Ekim 1960'ta başlayan Yassıada duruşmalarında, Demokrat Parti yöneticileri yargılanmaya başladı. 14 Ekim'de gerçekleşen ilk davada konuşan Adnan Menderes'in ardından öğleden sonra gerçekleşen celsede konuşan eski cumhurbaşkanı Celal Bayar, Afganistan kralının kendisine görevi sırasında hediye ettiği Afgan tazısını bin liraya bir iktisadi devlet teşebbüsüne neden sattığını açıkladı.


Sebep olarak "çeşme yaptırmasını" gösteren Bayar'ın davası, anayasayı ihlal davasına bağlandı. Bayar ayrıca, Kurtuluş Savaşı'ndan kaçmak ve İstanbul'daki 6-7 Eylül olaylarından sorumlu tutularak, Dışişleri Bakanı Fuat Köprülü ve eski İstanbul Valisi Fahrettin Kerim Gökay'la birlikte yargılandı. Gizli yapılmasına karar verilen bu dava sonunda ilk celse tamamlandı.


31 Ekim'deki duruşma "bebek davası"yla başladı. Eski başbakan Menderes'in soprano Aynur Aydan'la olan ilişkisinden doğan gayri meşru bebeğin, doğumdan hemen sonra ölümüyle ilgili olan davada, doktorlar çocuğun erken doğduğu için yaşayamadığını belirtti. Davalar sürerken Milli Birlik komitesi tasfiye edildi ve İkinci Gürsel Hükümeti kuruldu. 

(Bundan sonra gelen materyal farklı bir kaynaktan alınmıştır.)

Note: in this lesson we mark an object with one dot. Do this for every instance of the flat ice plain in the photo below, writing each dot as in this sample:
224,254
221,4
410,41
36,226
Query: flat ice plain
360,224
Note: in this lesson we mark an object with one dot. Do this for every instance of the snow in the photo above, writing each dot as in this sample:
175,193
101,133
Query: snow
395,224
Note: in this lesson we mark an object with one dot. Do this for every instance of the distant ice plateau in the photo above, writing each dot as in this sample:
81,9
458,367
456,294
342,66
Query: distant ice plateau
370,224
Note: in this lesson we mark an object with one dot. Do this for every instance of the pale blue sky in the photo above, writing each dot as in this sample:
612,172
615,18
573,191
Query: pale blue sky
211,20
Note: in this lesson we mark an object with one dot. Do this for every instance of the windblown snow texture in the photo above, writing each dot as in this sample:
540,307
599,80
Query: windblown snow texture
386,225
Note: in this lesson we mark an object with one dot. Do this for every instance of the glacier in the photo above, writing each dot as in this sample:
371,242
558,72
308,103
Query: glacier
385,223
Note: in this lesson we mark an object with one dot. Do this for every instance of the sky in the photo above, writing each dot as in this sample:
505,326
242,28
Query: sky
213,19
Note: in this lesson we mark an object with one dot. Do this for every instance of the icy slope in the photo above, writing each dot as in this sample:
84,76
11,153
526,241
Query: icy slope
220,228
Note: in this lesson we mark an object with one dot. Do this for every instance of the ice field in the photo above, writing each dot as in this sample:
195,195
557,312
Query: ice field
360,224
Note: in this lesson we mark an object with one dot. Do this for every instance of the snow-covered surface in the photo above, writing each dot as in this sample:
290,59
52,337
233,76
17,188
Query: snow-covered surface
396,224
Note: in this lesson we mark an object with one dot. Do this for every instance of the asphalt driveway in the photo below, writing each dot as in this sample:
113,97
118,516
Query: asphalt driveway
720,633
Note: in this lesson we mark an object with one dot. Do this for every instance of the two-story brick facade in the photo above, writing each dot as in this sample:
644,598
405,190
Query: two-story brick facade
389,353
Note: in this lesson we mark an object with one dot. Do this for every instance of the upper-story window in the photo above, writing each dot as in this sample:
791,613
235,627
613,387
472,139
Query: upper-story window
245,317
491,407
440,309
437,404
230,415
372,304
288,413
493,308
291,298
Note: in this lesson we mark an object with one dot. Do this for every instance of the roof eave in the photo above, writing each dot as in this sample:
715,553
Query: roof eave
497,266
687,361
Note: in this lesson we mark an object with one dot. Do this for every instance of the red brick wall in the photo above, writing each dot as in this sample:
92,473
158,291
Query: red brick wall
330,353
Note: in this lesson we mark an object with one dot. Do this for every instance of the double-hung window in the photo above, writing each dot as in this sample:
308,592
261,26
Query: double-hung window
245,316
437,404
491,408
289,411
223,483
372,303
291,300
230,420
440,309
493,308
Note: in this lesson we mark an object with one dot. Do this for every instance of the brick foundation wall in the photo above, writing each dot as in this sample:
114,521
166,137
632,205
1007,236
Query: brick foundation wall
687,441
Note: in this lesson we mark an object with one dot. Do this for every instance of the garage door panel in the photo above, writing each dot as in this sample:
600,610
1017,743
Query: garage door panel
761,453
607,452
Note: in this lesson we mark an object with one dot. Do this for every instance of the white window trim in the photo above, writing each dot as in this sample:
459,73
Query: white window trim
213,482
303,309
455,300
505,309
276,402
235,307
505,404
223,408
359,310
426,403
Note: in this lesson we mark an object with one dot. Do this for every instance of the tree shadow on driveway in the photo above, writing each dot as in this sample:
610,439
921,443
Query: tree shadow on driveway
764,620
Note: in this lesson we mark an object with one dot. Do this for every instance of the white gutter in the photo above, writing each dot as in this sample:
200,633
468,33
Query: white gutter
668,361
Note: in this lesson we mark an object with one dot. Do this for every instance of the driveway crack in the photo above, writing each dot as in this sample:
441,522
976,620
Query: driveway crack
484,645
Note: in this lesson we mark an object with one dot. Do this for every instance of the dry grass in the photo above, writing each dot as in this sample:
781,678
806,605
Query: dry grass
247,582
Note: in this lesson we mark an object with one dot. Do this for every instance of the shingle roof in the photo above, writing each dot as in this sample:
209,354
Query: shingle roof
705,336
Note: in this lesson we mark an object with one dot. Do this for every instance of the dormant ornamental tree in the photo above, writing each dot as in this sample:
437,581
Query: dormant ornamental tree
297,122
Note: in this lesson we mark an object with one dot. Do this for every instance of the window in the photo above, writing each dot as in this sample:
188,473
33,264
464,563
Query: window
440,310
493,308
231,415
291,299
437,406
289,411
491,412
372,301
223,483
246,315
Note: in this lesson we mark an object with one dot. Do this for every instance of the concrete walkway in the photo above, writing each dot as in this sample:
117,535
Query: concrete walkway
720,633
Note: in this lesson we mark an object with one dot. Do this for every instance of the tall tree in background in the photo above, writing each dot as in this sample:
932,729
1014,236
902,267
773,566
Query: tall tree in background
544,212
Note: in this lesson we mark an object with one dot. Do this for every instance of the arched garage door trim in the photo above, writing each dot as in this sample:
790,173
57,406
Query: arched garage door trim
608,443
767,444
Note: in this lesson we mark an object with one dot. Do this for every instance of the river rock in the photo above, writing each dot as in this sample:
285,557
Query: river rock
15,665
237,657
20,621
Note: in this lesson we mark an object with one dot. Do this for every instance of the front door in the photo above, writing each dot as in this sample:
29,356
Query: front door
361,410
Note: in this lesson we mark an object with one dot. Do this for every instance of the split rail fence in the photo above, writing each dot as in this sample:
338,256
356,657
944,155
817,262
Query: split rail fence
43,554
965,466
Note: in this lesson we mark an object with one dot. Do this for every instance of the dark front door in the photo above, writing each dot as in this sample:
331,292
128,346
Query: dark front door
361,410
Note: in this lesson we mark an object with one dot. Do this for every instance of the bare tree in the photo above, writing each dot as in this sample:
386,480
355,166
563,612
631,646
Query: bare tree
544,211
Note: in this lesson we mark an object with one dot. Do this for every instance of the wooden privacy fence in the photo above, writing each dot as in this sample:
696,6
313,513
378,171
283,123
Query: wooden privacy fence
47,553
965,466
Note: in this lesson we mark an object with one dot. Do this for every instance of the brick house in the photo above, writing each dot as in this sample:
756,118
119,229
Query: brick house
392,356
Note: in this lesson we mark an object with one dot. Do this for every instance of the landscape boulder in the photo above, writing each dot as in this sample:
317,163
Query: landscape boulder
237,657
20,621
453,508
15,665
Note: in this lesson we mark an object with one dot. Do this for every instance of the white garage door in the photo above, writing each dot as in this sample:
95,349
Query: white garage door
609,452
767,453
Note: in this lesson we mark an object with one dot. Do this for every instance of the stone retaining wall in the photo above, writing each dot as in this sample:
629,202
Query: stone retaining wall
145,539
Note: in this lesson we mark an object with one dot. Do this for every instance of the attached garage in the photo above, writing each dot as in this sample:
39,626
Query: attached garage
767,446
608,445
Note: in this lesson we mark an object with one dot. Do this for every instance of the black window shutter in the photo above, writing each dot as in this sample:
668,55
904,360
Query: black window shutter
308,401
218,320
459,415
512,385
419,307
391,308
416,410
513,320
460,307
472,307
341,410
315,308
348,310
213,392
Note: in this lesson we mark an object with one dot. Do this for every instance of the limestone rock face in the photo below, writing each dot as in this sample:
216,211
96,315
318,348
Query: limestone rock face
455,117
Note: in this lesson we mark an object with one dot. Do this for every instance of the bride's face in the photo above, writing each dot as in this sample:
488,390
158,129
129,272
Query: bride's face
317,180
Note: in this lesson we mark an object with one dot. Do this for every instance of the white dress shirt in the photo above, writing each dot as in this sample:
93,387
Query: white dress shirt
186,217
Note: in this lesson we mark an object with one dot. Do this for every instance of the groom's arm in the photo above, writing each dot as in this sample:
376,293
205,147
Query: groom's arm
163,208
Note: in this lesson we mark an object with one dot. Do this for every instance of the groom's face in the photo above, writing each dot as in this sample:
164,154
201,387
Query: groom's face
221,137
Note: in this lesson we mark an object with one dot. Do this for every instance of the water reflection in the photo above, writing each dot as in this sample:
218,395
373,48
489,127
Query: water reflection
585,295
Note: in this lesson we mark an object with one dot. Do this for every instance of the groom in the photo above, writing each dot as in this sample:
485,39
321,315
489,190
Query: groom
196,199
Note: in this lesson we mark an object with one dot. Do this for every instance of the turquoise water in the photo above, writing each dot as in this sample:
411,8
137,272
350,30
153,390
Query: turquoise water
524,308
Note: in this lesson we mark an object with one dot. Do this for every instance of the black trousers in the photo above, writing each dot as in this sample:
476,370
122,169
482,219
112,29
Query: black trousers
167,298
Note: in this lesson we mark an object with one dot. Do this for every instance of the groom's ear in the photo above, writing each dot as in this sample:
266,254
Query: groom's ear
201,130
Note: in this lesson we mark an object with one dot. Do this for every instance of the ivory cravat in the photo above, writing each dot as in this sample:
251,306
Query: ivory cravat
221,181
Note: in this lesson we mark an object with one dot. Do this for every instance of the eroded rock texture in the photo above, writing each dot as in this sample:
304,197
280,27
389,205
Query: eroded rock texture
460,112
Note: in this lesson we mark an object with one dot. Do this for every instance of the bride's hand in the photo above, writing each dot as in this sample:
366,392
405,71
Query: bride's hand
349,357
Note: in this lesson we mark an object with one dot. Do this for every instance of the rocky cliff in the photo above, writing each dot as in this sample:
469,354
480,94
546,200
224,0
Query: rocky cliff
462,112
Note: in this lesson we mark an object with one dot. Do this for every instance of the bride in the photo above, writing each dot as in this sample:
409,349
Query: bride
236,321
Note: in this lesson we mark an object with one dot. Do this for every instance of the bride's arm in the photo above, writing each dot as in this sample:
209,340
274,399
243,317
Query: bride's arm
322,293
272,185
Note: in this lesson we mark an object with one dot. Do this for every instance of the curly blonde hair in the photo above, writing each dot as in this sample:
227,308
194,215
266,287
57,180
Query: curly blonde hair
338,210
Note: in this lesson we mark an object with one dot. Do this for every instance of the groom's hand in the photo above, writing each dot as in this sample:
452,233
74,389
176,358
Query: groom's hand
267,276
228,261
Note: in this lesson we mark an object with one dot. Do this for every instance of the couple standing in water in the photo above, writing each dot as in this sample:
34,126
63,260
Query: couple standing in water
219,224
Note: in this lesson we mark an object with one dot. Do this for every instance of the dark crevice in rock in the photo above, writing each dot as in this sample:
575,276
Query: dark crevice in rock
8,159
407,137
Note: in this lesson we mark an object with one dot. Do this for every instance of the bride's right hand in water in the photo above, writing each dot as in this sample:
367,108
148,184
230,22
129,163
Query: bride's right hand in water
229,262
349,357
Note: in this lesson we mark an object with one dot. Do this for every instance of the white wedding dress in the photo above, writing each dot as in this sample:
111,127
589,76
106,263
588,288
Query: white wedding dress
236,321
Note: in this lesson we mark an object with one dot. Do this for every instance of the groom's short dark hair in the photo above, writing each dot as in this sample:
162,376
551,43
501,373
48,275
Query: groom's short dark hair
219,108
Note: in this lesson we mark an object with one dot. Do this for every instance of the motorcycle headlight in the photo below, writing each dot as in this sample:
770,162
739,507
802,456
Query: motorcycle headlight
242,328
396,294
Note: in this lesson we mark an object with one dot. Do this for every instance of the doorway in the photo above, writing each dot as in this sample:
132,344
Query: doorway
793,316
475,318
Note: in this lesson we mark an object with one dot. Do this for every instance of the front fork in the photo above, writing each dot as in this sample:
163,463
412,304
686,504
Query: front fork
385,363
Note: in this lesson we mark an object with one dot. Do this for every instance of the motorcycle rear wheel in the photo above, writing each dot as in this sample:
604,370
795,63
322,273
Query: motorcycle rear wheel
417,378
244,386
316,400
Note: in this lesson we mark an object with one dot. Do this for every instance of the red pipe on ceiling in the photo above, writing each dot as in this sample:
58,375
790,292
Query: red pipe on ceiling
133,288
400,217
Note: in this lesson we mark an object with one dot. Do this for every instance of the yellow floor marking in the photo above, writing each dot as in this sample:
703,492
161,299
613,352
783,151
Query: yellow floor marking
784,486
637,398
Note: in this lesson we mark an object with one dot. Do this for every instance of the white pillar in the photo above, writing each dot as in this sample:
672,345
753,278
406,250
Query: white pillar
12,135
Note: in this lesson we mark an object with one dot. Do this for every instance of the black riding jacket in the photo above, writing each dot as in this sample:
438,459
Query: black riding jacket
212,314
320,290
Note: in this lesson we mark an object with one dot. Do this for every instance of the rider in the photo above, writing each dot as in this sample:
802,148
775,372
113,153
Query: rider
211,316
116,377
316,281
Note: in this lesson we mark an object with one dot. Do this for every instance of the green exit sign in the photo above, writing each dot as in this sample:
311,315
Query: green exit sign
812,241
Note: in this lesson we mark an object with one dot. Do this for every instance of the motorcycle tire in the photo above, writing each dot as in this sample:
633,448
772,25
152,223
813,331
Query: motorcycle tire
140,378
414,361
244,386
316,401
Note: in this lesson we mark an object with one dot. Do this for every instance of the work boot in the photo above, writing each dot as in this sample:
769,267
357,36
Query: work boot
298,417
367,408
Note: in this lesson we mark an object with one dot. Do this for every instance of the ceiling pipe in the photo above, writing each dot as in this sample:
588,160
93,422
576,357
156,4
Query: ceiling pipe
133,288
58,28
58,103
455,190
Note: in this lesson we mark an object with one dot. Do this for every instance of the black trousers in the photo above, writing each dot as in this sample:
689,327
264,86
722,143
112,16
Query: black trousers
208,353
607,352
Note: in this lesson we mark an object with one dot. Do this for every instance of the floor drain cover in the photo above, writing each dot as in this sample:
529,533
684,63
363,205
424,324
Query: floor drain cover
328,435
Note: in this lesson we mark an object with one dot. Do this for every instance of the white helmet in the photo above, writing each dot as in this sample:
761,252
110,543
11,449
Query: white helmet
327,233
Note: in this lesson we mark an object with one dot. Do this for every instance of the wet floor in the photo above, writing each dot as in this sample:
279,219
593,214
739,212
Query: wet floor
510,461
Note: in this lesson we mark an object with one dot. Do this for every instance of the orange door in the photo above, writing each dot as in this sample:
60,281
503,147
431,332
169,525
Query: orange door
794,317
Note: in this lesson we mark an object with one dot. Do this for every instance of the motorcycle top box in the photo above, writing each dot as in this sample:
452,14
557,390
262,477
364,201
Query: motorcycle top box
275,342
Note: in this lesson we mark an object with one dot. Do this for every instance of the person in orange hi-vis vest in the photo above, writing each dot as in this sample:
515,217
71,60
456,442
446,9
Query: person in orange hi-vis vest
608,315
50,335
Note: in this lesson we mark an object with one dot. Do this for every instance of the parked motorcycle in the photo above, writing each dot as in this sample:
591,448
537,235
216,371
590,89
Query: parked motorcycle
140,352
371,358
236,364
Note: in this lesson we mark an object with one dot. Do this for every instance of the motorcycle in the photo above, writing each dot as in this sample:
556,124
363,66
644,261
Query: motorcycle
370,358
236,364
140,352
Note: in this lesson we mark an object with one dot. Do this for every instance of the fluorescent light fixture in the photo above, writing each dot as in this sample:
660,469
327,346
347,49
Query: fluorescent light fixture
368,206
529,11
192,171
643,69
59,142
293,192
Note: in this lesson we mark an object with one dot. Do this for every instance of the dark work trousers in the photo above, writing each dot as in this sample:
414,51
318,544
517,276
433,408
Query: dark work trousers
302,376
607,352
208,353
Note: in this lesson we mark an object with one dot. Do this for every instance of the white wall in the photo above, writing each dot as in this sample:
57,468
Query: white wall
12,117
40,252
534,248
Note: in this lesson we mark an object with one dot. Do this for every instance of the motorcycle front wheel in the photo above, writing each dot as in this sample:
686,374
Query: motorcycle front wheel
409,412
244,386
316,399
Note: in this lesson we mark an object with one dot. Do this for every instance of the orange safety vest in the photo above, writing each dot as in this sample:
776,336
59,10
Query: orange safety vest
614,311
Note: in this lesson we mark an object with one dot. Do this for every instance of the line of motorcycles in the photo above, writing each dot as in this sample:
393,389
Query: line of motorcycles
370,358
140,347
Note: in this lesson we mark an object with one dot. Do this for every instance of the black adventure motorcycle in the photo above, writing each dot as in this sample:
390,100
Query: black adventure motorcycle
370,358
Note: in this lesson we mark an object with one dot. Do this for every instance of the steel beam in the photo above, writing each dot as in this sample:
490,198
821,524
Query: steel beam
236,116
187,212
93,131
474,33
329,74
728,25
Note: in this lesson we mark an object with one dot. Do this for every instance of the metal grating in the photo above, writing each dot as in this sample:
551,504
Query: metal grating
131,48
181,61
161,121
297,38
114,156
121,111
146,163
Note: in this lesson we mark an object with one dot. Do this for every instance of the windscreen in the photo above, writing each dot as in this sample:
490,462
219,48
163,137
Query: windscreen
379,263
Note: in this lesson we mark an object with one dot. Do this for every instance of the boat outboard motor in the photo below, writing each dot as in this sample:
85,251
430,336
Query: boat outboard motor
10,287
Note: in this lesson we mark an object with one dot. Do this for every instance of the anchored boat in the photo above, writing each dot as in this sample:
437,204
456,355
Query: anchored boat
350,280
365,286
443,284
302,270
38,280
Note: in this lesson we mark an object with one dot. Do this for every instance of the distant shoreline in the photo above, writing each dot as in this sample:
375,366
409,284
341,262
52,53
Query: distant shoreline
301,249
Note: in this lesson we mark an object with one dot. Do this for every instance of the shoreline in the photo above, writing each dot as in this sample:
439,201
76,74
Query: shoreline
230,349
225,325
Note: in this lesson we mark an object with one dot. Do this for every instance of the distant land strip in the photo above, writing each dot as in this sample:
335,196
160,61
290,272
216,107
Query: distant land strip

 Solda Fatih Rüştü Zorlu ve sağda Hasan Polatkan.



İdam kararları 
Bu sırada Yassıada duruşmalarına, Cumhuriyet Halk Partisi (CHP) Genel Başkanı İnönü'ye Topkapı olayları sırasında düzenlenen suikast girişimi davasıyla devam edildi. Dava sonunda, anayasa ihlaliyle suçlanan Celal Bayar ve Adnan Menderes'in de aralarında bulunduğu 15 kişinin idamı istendi. Duruşmalar sırasında kalp krizi geçiren Lütfi Kırdar öldü.

14 Ekim 1960'ta başlayan Yassıada davaları, 15 Eylül 1961'de karara bağlandı ve toplam 19 dosyada toplanan davalar anayasayı ihlal davasıyla birleştirildi. 592 sanıktan 288'i için idam istendi. 15 sanık idam cezası alırken, 31'i müebbetle cezalandırıldı. 418 sanıkta çeşitli cezalara çarptırıldı. Menderes, intihara kalkıştı. Cezaları onaylanan Fatin Rüştü Zorlu ve Hasan Polatkan 16 Eylül günü sabaha karşı idam edildi. 17 Eylül'de, de Adnan Menderes İmralı adasında idam edildi.

İdamların ardından, Ekim ayında seçimler yapılır ve ordu müdahalesiyle Cemal Gürsel cumhurbaşkanı seçilir. Kasım ayında da, CHP-AP koalisyonu kurulur. Böylelikle on yıl boyunca iktidarda kalan Demokrat Parti'li Menderes yönetimi, Türkiye tarihinin ilk askeri müdahalesi sayılan 27 Mayıs ihtilaliyle devrilmiş olur. İdam kararları tarihe, Türkiye demokrasinin bir utancı olarak geçerken, İngiltere Kraliçesi ve Amerika Birleşik Devletleri (ABD) Başkanı Kennedy'in idamları önleme çabaları da sonuçsuz kalır.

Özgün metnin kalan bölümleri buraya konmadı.